Hub City Press News Roundup
It's officially springtime in South Carolina, so we figured it's time for a brand new round up of fantastic, spectacular, and all around exciting Hub City Press author news!
In continuing Whiskey & Ribbons buzz news, check out Leesa Cross-Smith's Writers Recommend entry at Poets & Writers, and listen to a Literary Atlanta podcast on why Whiskey & Ribbons is one of four new Southern books you need to read (in the company of Michael Farris Smith's The Fighter: our keynote fiction instructor for this year's Writing in Place Conference.)
Thomas McConnell's novel The Wooden King officially hit shelves this week! We have signed copies at the store and the office, so if you order directly from the press, you'll receive a signed copy while they last.
Give Kathryn Schwille's short story "Veil" a read over at StorySouth. Set in the same town as the stories in What Luck, This Life, this is a great preview of her debut novel out in September!
"My brother, on his deathbed, could not get out of his mind the big things he’d screwed up in his life. Each would nag at him for a day or so until he seemed to come to terms with it, then he’d move on to some other mismanaged affair. Carl believed he’d mistreated his first wife, which he had, and he fretted that he’d ignored our aging father, which was also true. There was one event Carl never mentioned, though, and I wonder if he thought of it at all."
In Hub City authors winning prizes news:
Huge congratulations to Julia Franks, who is is this year's recipient of the Townsend Prize for Fiction for her novel Over the Plain Houses. The finalists for the 2018 award represented the very best achievements in letters by Georgia writers over the course of the preceding two years, reflecting the prize’s celebration of the Southern voice in all its intricacies and incarnations. The finalists for the 2018 Townsend Prize for Fiction included Sarah Domet, Joshilyn Jackson, Martha Hall Kelly, Man Martin, Thomas Mullen, Stacia Pelletier, Jonathan Rabb, Christopher Swann, and Daren Wang.

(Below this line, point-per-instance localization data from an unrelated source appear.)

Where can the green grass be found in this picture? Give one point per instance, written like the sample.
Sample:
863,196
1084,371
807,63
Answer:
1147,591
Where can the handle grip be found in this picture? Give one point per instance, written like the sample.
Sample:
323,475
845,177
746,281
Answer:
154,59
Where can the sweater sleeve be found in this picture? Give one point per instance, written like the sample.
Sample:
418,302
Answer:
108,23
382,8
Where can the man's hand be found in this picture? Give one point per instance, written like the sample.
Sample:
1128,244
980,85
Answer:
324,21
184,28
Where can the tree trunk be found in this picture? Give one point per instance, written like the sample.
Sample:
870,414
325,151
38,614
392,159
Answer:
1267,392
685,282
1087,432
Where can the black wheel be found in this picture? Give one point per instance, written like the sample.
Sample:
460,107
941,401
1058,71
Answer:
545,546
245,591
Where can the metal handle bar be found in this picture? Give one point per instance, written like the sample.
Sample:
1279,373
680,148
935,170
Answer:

And cheers to Hannah Palmer, who won a Bronze Medal IPPY Award for Flight Path! The Independent Publisher Book Awards are given every year to authors from indie presses, and this year the 410 total medalists represent books from 41 U.S. states plus Guam and District of Columbia; 6 Canadian provinces; and 12 countries overseas.
Congratulations, Julia and Hannah!
At the close of National Poetry Month, Ashley M. Jones discussed her poem "What It Means To Say Sally Hemings" from Magic City Gospel for the Poetry Society of America's "In Their Own Words" feature. Ashley describes how evoking her historical-women heroes has influenced her poetry, and how calling on these women can free them from the silence time has placed them under.
"We know these things aren't true, that history is painted over to make us seem more heroic, more loving, more okay with the way things are. I'm interested in the facts, and in the discrepancies between the story in our history and the reality of what happened."